What to swear at work

Once upon a time a true gentleman would never swear in front of a lady. Now, they don’t seem to give a ****

Under certain circumstances, said Mark Twain, profanity provides a relief denied even to prayer.

But if swearing is to work as a safety valve, it has to be sparing. Used routinely and liberally, like a pepper pot, it ceases to have any effect other than to get up the noses of sensitive people. One can sympathise, therefore, with Mrs Janice Thomas, 45, an office manager who was driven to wear ear muffs to protect herself from the torrent of expletives that flowed with unrelenting abundance from her two superiors, Messrs Bob Whittaker and Melvin Jowett.

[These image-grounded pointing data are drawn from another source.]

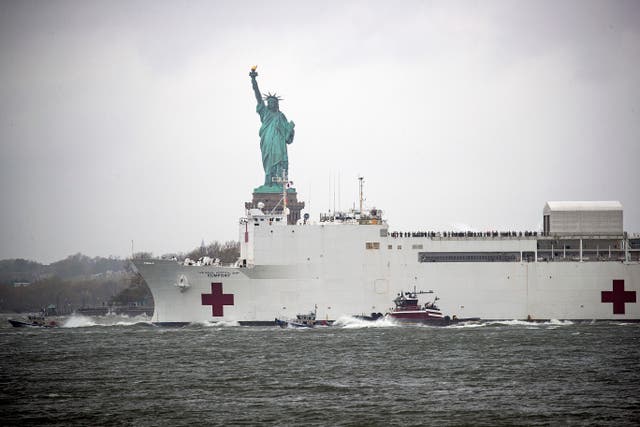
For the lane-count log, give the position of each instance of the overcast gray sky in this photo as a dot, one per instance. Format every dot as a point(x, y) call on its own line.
point(136, 120)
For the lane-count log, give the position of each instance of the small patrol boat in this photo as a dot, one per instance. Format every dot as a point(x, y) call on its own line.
point(307, 320)
point(409, 310)
point(34, 321)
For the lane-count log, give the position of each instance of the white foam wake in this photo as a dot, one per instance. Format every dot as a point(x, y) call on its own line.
point(349, 322)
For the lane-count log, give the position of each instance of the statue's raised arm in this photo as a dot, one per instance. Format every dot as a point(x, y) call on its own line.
point(276, 132)
point(253, 74)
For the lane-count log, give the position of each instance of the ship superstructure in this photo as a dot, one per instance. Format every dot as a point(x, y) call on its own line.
point(351, 262)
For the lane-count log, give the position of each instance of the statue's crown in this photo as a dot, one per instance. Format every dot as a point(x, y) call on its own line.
point(270, 95)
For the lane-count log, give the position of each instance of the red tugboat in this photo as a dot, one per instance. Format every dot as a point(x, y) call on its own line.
point(409, 310)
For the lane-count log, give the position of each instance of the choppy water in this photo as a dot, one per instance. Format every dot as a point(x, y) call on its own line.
point(116, 371)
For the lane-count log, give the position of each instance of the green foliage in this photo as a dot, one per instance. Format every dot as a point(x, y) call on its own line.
point(227, 252)
point(80, 281)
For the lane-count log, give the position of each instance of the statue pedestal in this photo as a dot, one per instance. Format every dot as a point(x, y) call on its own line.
point(271, 200)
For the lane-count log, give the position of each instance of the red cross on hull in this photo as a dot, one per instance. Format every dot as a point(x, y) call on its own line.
point(618, 296)
point(217, 300)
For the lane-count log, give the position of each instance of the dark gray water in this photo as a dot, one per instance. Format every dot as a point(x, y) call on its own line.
point(101, 372)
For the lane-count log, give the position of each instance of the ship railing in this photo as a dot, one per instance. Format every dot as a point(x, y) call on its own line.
point(466, 234)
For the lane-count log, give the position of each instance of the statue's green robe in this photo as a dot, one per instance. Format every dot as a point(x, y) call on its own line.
point(275, 133)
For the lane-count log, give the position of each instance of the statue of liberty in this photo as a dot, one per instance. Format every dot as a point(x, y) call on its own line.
point(275, 133)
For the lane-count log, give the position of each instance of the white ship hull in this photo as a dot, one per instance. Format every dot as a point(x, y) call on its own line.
point(348, 269)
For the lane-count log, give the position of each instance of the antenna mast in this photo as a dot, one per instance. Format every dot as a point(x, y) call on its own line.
point(361, 179)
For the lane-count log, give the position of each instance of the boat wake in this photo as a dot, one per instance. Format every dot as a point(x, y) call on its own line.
point(219, 324)
point(349, 322)
point(531, 324)
point(80, 321)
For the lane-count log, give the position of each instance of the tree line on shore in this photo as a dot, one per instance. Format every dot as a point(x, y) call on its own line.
point(80, 281)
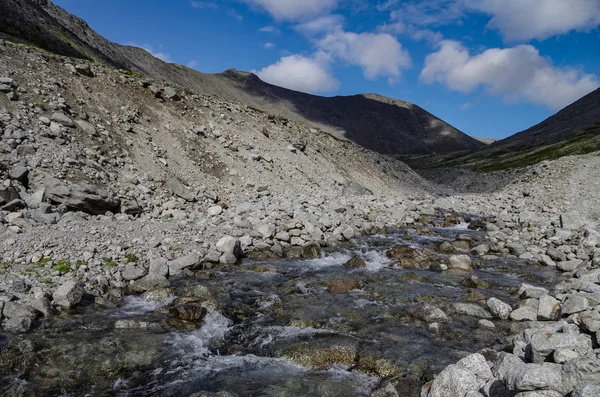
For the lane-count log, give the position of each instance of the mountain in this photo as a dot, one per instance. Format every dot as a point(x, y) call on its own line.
point(382, 124)
point(573, 130)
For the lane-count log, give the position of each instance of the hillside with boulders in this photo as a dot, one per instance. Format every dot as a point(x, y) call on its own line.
point(387, 125)
point(158, 239)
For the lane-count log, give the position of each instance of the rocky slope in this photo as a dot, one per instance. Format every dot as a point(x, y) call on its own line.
point(114, 184)
point(573, 130)
point(386, 125)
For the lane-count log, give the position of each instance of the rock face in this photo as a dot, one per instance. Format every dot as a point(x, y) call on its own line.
point(469, 375)
point(400, 127)
point(84, 198)
point(68, 294)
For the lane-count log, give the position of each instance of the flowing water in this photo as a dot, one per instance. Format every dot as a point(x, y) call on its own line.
point(274, 329)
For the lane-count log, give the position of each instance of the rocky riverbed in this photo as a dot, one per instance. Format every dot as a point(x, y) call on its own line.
point(339, 324)
point(154, 239)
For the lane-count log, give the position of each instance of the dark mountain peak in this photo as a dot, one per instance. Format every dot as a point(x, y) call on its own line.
point(382, 124)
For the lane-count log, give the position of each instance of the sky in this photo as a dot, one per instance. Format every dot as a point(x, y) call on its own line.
point(491, 68)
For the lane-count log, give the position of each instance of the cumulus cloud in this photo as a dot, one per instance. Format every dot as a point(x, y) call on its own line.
point(300, 73)
point(294, 9)
point(379, 54)
point(322, 24)
point(517, 74)
point(519, 20)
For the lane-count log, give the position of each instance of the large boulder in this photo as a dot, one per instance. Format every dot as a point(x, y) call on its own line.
point(469, 375)
point(85, 198)
point(230, 249)
point(68, 294)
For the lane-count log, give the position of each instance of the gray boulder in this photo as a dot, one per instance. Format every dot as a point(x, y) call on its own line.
point(63, 119)
point(548, 309)
point(575, 304)
point(471, 309)
point(68, 294)
point(530, 377)
point(185, 262)
point(468, 375)
point(499, 309)
point(19, 173)
point(587, 391)
point(460, 262)
point(570, 220)
point(230, 249)
point(85, 198)
point(543, 344)
point(179, 189)
point(84, 69)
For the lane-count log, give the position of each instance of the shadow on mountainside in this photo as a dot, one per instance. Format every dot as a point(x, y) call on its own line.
point(378, 123)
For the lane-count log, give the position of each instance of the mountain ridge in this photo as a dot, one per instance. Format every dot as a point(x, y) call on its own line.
point(387, 126)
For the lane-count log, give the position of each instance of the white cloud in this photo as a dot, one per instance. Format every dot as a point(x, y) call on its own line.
point(163, 56)
point(300, 73)
point(411, 31)
point(204, 4)
point(379, 54)
point(322, 24)
point(517, 74)
point(294, 9)
point(522, 20)
point(269, 29)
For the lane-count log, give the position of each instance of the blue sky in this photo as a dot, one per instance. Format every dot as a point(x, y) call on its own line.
point(489, 67)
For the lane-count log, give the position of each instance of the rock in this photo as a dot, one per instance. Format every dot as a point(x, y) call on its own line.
point(194, 312)
point(179, 189)
point(531, 291)
point(63, 119)
point(84, 69)
point(429, 313)
point(85, 198)
point(499, 309)
point(539, 393)
point(471, 309)
point(355, 263)
point(19, 317)
point(460, 262)
point(525, 313)
point(68, 294)
point(590, 320)
point(531, 377)
point(184, 262)
point(8, 194)
point(587, 391)
point(543, 344)
point(19, 173)
point(230, 248)
point(516, 249)
point(575, 304)
point(267, 230)
point(475, 282)
point(341, 286)
point(408, 257)
point(170, 93)
point(468, 375)
point(548, 309)
point(570, 220)
point(158, 267)
point(483, 323)
point(215, 210)
point(86, 127)
point(581, 372)
point(133, 272)
point(569, 266)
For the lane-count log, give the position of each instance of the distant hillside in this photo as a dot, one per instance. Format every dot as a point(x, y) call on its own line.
point(573, 130)
point(382, 124)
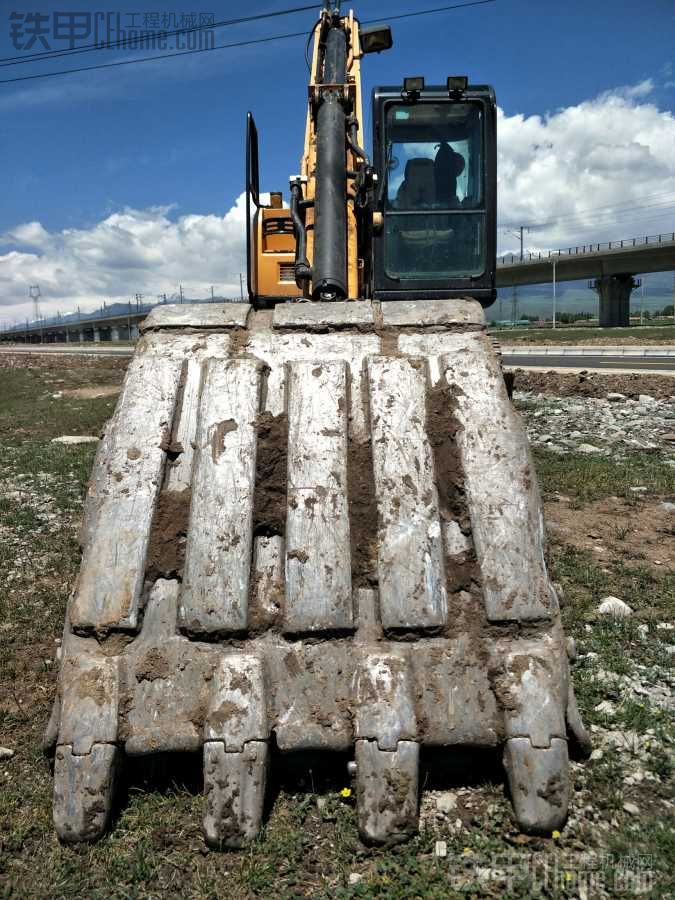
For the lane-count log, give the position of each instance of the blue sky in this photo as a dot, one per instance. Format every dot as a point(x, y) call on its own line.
point(79, 148)
point(171, 131)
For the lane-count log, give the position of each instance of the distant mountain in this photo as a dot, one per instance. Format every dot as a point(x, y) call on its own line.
point(577, 297)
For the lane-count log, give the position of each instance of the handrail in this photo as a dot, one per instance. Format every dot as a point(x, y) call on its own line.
point(586, 249)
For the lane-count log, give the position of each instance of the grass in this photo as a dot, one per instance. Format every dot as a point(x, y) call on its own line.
point(156, 848)
point(661, 334)
point(585, 478)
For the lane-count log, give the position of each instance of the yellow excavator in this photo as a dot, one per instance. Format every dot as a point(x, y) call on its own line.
point(313, 522)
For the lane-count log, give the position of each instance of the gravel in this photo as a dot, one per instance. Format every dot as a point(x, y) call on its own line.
point(613, 425)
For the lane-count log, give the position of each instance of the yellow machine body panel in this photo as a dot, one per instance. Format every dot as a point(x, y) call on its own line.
point(275, 253)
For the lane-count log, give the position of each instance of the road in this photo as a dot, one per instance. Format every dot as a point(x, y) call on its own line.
point(654, 363)
point(662, 364)
point(70, 349)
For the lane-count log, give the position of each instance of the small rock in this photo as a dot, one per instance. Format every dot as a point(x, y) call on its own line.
point(75, 439)
point(446, 801)
point(571, 646)
point(588, 448)
point(612, 606)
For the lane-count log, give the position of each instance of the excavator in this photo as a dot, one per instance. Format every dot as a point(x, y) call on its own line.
point(313, 523)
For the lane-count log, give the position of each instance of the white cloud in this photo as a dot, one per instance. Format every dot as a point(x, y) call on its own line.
point(146, 251)
point(584, 169)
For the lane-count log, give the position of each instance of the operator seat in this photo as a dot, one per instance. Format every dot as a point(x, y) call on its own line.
point(418, 189)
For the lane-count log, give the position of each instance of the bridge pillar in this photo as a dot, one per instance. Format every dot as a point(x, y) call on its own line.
point(614, 292)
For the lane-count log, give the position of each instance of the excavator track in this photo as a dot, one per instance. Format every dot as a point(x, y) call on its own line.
point(317, 528)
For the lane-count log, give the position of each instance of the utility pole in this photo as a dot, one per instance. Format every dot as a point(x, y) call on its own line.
point(514, 305)
point(642, 299)
point(519, 234)
point(35, 294)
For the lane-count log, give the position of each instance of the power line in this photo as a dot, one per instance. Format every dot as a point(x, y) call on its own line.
point(130, 62)
point(428, 12)
point(232, 45)
point(609, 212)
point(123, 42)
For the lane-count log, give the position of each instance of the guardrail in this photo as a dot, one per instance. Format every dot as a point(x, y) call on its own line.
point(586, 249)
point(600, 350)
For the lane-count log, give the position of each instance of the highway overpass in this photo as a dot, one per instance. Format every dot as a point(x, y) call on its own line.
point(611, 266)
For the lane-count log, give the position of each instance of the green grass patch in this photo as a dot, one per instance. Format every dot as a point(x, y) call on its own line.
point(586, 478)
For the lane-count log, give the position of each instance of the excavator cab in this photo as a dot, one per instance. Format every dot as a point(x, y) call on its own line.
point(435, 152)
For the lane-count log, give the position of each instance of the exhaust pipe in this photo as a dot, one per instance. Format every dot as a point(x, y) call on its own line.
point(329, 267)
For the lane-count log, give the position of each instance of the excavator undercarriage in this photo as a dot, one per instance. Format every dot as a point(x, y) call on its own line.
point(313, 522)
point(317, 526)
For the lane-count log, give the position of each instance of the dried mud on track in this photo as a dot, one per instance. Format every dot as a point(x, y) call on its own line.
point(660, 387)
point(619, 833)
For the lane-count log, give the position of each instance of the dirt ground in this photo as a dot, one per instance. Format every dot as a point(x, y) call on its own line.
point(614, 527)
point(594, 384)
point(619, 840)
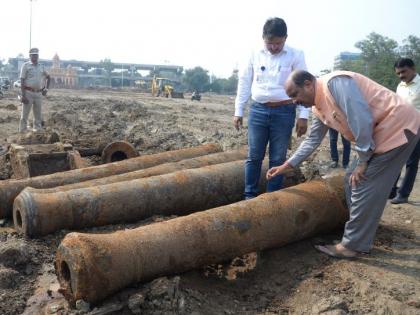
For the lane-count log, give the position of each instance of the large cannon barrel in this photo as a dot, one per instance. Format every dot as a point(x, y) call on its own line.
point(205, 160)
point(9, 189)
point(179, 193)
point(93, 266)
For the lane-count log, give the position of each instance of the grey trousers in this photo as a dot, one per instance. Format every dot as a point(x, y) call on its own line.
point(367, 201)
point(35, 102)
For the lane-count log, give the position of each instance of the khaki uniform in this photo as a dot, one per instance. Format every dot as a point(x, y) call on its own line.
point(34, 76)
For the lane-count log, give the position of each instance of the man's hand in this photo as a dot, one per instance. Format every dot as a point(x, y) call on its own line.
point(301, 126)
point(358, 174)
point(24, 100)
point(237, 122)
point(277, 170)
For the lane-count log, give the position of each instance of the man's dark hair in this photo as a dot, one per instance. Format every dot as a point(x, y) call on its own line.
point(274, 27)
point(300, 76)
point(404, 62)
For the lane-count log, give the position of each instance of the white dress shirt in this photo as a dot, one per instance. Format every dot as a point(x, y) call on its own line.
point(264, 76)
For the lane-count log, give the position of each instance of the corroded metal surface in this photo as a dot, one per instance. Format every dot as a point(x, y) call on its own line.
point(118, 151)
point(9, 189)
point(205, 160)
point(179, 193)
point(93, 266)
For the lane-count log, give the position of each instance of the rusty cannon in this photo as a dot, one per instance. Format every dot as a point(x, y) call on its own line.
point(211, 159)
point(93, 266)
point(179, 193)
point(9, 189)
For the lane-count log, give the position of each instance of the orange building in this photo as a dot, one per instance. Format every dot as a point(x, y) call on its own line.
point(62, 77)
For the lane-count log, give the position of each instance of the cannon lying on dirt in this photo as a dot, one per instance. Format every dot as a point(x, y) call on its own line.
point(93, 266)
point(9, 189)
point(179, 193)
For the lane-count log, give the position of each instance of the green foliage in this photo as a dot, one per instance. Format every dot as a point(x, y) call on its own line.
point(378, 55)
point(197, 79)
point(225, 86)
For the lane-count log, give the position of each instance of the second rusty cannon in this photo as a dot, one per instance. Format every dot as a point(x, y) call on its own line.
point(93, 266)
point(179, 193)
point(9, 189)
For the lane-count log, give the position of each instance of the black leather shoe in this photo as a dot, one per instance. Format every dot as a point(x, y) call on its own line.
point(399, 199)
point(393, 194)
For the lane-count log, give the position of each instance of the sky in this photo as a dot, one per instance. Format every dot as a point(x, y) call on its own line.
point(217, 35)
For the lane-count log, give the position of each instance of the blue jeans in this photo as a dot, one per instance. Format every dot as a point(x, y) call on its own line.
point(267, 125)
point(333, 146)
point(411, 168)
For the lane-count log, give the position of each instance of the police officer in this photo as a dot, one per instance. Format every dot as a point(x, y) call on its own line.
point(35, 82)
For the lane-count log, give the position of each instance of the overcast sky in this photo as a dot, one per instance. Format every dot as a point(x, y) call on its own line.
point(214, 34)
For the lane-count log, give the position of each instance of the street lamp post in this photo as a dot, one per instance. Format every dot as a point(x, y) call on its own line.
point(30, 25)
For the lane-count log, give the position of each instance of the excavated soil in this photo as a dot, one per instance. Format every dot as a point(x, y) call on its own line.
point(294, 279)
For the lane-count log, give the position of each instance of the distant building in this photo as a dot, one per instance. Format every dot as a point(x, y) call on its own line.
point(346, 56)
point(62, 77)
point(82, 74)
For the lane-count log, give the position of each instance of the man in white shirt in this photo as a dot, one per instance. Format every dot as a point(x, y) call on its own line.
point(409, 89)
point(272, 113)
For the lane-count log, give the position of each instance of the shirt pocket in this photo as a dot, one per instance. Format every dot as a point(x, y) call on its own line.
point(283, 74)
point(261, 76)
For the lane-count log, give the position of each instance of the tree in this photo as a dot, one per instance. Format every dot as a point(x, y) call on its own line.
point(108, 66)
point(197, 79)
point(379, 54)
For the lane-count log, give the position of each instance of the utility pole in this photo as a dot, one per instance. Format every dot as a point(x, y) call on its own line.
point(30, 25)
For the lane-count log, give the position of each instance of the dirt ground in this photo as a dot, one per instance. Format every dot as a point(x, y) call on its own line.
point(294, 279)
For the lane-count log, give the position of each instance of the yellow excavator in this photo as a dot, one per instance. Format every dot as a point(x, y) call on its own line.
point(164, 87)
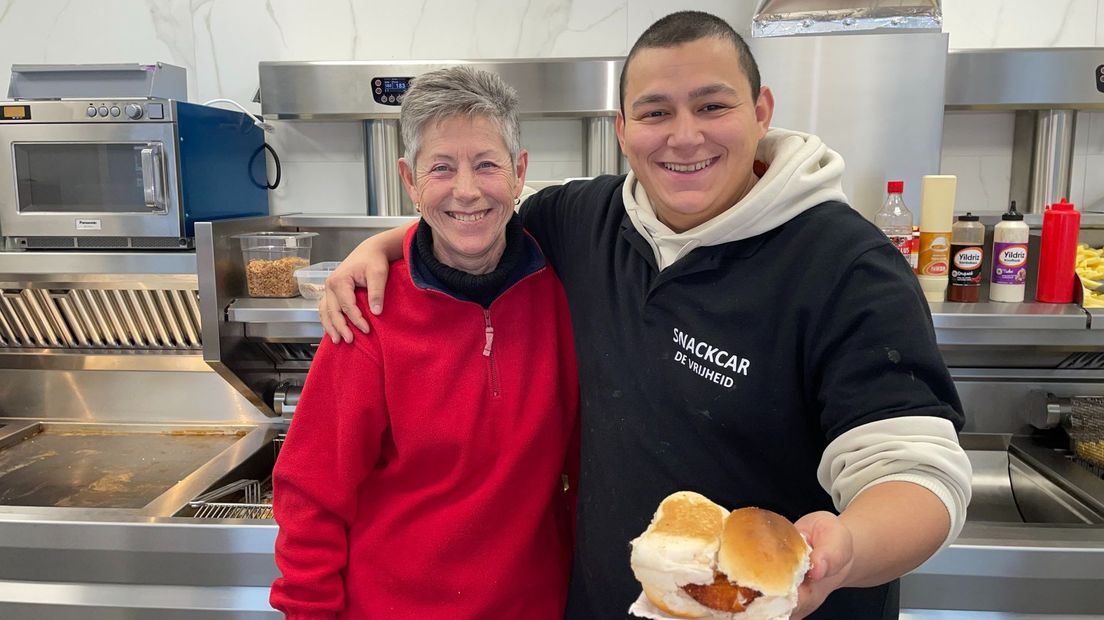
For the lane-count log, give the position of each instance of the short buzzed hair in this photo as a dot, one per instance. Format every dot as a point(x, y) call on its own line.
point(459, 91)
point(686, 27)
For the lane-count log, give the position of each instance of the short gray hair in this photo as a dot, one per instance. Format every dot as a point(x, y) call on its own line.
point(442, 94)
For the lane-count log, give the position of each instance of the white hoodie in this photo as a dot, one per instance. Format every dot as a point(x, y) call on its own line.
point(803, 173)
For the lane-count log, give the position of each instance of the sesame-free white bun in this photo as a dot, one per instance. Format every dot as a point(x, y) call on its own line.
point(691, 538)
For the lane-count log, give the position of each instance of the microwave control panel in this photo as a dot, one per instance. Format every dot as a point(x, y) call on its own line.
point(390, 91)
point(87, 110)
point(152, 110)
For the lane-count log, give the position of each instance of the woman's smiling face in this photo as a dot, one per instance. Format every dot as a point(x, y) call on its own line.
point(465, 185)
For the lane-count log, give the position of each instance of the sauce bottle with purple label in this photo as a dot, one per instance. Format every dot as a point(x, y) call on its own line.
point(967, 253)
point(1009, 257)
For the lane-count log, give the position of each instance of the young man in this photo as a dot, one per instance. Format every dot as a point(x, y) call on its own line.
point(741, 332)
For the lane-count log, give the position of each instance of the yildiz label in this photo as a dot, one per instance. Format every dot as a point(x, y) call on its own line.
point(1009, 263)
point(966, 265)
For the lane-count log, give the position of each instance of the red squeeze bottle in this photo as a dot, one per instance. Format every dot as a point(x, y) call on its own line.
point(1058, 253)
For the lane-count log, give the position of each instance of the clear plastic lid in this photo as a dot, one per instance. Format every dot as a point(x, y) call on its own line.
point(318, 269)
point(275, 239)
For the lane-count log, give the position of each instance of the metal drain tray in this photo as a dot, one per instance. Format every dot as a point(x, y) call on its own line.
point(103, 469)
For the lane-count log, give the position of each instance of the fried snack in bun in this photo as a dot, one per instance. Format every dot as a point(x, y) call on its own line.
point(697, 559)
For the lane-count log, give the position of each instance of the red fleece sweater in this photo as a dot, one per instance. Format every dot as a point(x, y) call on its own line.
point(421, 478)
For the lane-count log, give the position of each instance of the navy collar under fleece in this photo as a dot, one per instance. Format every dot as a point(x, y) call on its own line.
point(520, 258)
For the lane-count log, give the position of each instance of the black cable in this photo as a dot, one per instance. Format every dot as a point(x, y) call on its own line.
point(278, 168)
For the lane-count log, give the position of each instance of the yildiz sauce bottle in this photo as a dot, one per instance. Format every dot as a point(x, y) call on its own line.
point(967, 253)
point(1009, 257)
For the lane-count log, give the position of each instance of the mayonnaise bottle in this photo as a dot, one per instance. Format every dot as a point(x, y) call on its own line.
point(936, 213)
point(1009, 257)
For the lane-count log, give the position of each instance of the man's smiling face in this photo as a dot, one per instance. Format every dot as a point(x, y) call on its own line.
point(691, 127)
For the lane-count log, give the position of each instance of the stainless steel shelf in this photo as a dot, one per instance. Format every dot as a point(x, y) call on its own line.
point(289, 310)
point(59, 264)
point(996, 316)
point(1095, 318)
point(1063, 325)
point(367, 222)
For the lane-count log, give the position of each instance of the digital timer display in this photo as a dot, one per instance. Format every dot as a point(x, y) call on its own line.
point(16, 113)
point(394, 85)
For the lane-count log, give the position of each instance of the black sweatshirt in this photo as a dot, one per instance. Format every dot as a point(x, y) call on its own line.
point(729, 372)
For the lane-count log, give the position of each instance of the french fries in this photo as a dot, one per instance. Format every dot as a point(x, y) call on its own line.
point(1090, 268)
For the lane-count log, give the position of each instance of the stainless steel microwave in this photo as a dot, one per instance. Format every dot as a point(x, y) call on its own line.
point(124, 173)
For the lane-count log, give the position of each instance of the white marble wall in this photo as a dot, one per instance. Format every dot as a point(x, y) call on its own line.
point(977, 147)
point(221, 41)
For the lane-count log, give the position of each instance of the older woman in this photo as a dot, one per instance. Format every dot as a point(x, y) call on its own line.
point(423, 472)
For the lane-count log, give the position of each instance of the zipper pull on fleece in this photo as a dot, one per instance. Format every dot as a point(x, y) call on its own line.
point(490, 333)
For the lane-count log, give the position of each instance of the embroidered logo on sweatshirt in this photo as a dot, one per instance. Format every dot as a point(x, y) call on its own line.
point(710, 362)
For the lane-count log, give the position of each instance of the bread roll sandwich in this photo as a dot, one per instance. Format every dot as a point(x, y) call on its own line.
point(697, 559)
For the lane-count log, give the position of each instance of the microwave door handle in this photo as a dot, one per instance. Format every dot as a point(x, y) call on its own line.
point(152, 177)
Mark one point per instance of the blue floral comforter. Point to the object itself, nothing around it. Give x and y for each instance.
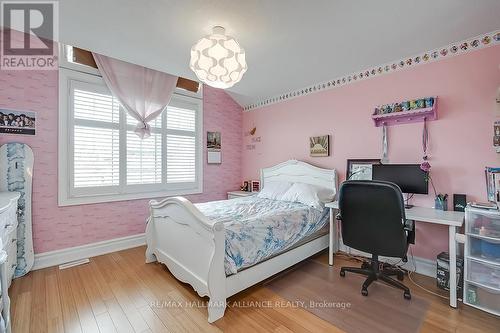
(256, 228)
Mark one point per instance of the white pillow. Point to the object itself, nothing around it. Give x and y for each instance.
(311, 195)
(274, 190)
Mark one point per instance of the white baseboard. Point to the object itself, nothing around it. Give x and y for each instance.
(58, 257)
(420, 265)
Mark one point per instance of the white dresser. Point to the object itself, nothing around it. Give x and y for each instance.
(8, 249)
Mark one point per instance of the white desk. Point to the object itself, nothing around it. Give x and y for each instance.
(421, 214)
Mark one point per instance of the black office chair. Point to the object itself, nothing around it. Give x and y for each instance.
(372, 216)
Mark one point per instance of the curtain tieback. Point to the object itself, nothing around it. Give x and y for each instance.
(143, 130)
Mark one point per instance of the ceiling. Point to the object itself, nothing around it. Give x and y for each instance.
(289, 44)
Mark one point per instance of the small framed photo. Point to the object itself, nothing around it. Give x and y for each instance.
(245, 186)
(214, 154)
(255, 185)
(360, 169)
(319, 146)
(17, 122)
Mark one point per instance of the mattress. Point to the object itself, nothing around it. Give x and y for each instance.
(258, 229)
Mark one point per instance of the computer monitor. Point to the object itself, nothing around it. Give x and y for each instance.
(409, 177)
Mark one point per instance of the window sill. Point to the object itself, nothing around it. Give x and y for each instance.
(85, 200)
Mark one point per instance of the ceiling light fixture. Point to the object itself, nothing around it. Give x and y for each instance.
(218, 60)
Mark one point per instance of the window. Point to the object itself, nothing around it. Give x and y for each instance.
(102, 159)
(72, 57)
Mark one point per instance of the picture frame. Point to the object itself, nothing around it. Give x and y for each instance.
(319, 146)
(360, 169)
(214, 147)
(255, 185)
(17, 122)
(245, 187)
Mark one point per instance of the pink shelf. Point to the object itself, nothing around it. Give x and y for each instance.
(405, 117)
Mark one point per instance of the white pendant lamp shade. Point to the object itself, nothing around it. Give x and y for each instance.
(218, 60)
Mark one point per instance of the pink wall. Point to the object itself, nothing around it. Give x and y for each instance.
(61, 227)
(460, 140)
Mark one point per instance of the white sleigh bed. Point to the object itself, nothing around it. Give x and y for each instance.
(193, 247)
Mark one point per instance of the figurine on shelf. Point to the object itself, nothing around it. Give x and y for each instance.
(413, 104)
(429, 102)
(405, 105)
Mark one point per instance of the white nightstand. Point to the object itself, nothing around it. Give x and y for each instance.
(239, 194)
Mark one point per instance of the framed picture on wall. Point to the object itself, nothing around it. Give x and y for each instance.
(214, 155)
(319, 146)
(17, 122)
(360, 169)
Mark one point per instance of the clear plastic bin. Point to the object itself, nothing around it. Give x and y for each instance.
(483, 273)
(483, 222)
(487, 249)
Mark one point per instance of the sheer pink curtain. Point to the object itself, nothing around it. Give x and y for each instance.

The muffs were an unsatisfactory solution since it is difficult, if not impossible, to fulfil one’s role as office manager when deprived of the sense of hearing, and Mrs Thomas walked out of the Manchester-based pallet company into the unsullied Lancashire air, not forgetting to sue for constructive dismissal.

Last week her case came up and it was the unhappy duty of the tribunal to hear some samples of Mr Whittaker’s everyday discourse. On one occasion, said Mrs Thomas, dipping into her pre-ear muff memories, he telephoned a car dealer to complain about faulty windscreen washers.

His reproach, it was alleged, found expression in the following words: “You car people don’t give a ****. The car just cost me 30,000 ******* pounds out of my own ******* pocket and the ******* thing is *******useless.”

The tribunal panel reserved judgment and at the time of writing it is not known whether it accepted that Mr Whittaker’s behaviour was excessively disagreeable. In the example given, he plainly felt the need to express himself forcibly, as counselled by the Consumer’s Association, and did so in the fashion that seemed to him most effective.

In giving evidence, he struck an aggrieved note. He denied constantly using bad language in front of employees, and added: “Swearing is common in the pallet industry.”

That is surely a noteworthy and singular defence. It implies that had Mrs Thomas wished to work in an environment where purity of language is the custom, she should have chosen alternative employment. She might, for example, have applied to join the staff of a bishop or, though one can never be entirely sure of one’s ground here, the Queen Mother.

But it was her misfortune to choose the pallet industry where, according to Mr Whittaker – and he should know – foul language is part of the warp and weft of everyday life.

If true, why should this be so? Perhaps the task of procuring and supplying pallets is so arduous and fraught with daily impediment that those engaged in its performance lard the ether with obscenity as a form of release. That, however, can at best be an historical explanation. For when every other word begins with F or C, the law of diminishing returns quickly applies and those ancient taboo words are stripped of impact. That would certainly explain why Mr Whittaker appeared nonplussed when accused of acting offensively. When effing and blinding are tools of the trade, honoured by custom and hallowed by usage, where lies the offence?

There is another possible explanation of the phenomenon, and that is that the pallet industry attracts the foul-mouthed as the flame attracts the moth, and that Mrs Thomas was the exception that proves the rule. Perhaps there is something robust and manly in the palletisation of loads that draws to its bosom big, brawny, hairy men who in a lifetime of letting their fists do the talking have acquired only rudimentary speech patterns.

Something similar was common in the days of the pirate lugger, whose poop deck was widely recognise as the repository, and indeed birthplace, of the some of the most inventive and ear-blistering scurrility ever uttered by mortal man. Weeks of cruelty and hardship at sea, relieved only by throat-slitting and plunder, can strip a brigand of every shred of refinement.

Once ashore, however, and wenching apart, the buccaneer was not so lacking in chivalry as to employ unparliamentary language in front of a lady, assuming he should ever encounter such a thing.

Within living memory the same self-denial applied. The steelworker with his pint, the miner soiled from the pit, the costermonger hoarse from proclaiming his wares, even the Billingsgate porter, the blueness of whose language could bring a blush to the cheek of a pallet operative, all would forebear to swear before a lady.

Moreover, they would severely chastise any other who failed to observe this simple code of decency and respect.

It took the space of just one generation for all that to go. Strong, not to say filthy, language is today commonplace in mixed company and is by no means confined to men. It is perhaps just a phase while the world adjusts to the new egalitarianism of the sexes.

The time may come when women no longer feel the need to match men pint for pint and curse for curse and no longer confuse male consideration with condescension, and when men can bring themselves to accept women as both equal and deserving of respect.

Mrs Thomas’ mistake was not that she sought a career in the pallet trade, but that she was born 45 years ago.